At this point the owner of Fat Jack’s is giving us a puzzled look.

“But then Rex couldn’t have any more babies, and you remember that Mr. Hoggett sold Fly’s children—with that sign ‘pups for sale, by Rex, out of Fly’—to people who wanted sheepdog puppies.  So Mr. Hoggett might want to sell more puppies, and keep Rex as a breeding dog.” And yes, Jamie and I have already discussed the moment at which Babe, seeing how depressed Fly has become by the sale of those puppies, goes over to Fly and asks her if he can call her “mom.” Jamie knows that’s one of the reasons Fly likes Babe so much—because he knows when and why other animals are sad, and he tries to help them.  (See also the vastly underrated and widely misunderstood sequel, Babe: Pig in the City, especially the pivotal scene in which Babe saves the life of the pit bull who’d been trying to kill him.  Back in 1998, this scene was the first thing in Jamie’s life, to my knowledge, that led him to think about why we need to breathe to stay alive, and why it is good to save someone from dying—as Babe does later with the much less problematic goldfish whose bowl has been broken by careless animal-control police.)

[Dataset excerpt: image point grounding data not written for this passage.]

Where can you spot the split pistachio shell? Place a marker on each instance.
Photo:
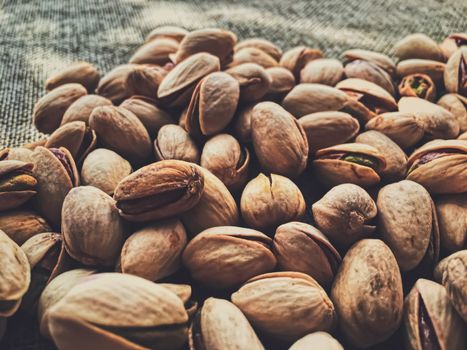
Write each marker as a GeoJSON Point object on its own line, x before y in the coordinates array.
{"type": "Point", "coordinates": [104, 169]}
{"type": "Point", "coordinates": [15, 275]}
{"type": "Point", "coordinates": [430, 320]}
{"type": "Point", "coordinates": [279, 140]}
{"type": "Point", "coordinates": [367, 293]}
{"type": "Point", "coordinates": [286, 305]}
{"type": "Point", "coordinates": [154, 251]}
{"type": "Point", "coordinates": [226, 256]}
{"type": "Point", "coordinates": [344, 214]}
{"type": "Point", "coordinates": [269, 201]}
{"type": "Point", "coordinates": [105, 311]}
{"type": "Point", "coordinates": [447, 157]}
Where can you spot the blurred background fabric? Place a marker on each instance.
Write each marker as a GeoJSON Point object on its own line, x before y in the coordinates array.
{"type": "Point", "coordinates": [38, 38]}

“Sometimes doctors do surgery so that animals cannot have babies.  Think of Lucy.  Before we got her at the pound, doctors removed Lucy’s ovaries, and that’s why she cannot have babies—because the doctors were afraid that maybe she’d have babies and she would have no place to live and no place to take care of her puppies.  But with Rex, the doctor thinks that maybe he has hormones that are making him too angry, that his testosterone made him bite Mr. Hoggett.  They don’t understand that Rex is really angry at Fly and Babe because he doesn’t want Babe to herd the sheep.”

“Ohh,” Jamie said.  ”That’s why they give Rex a shot.”

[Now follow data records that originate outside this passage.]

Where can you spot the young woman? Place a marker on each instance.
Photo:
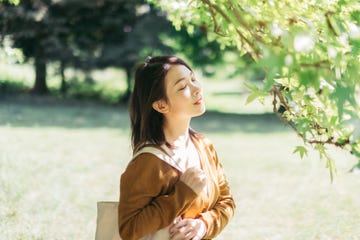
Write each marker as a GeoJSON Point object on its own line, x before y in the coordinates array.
{"type": "Point", "coordinates": [189, 199]}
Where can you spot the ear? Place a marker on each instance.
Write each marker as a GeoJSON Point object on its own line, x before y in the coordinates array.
{"type": "Point", "coordinates": [161, 106]}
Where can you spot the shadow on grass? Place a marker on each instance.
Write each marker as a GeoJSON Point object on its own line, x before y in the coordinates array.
{"type": "Point", "coordinates": [75, 114]}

See, the thing about the classics—like Babe—is that you can go back to them time and again, and keep rereading them with fresh eyes, so to speak.  You can look at Judith Halberstam’s queer reading of Babe, in which Babe and Ferdinand demonstrate the fluidity of categories of identity, or you can listen in on me and Jamie as we discuss how Rex’s deafness deepens his disdain for sheep and fuels one aspect of his opposition to Hoggett’s training of Babe (only one aspect, because although he and Fly disagree about Babe as sheep-pig, they agree, on anti-Habermasian grounds, that dogs should not speak to sheep in a way that invites reciprocal recognition).  Most of the time, when Jamie and I talk about Babe we talk about whether animals have feelings, and whether one animal can behave like another, and whether it’s OK to eat some animals (and if so, which ones and why).  But this time, the bit about the vampire bat had led us back to Babe to talk about rabies and Rex and deafness and hormones and “neutering.”

What a great movie.  What a rich text about what it means to be human.  Jamie and I will talk about it for years to come, I’m sure.

And then our pulled pork and beef brisket arrived!  It was delicious.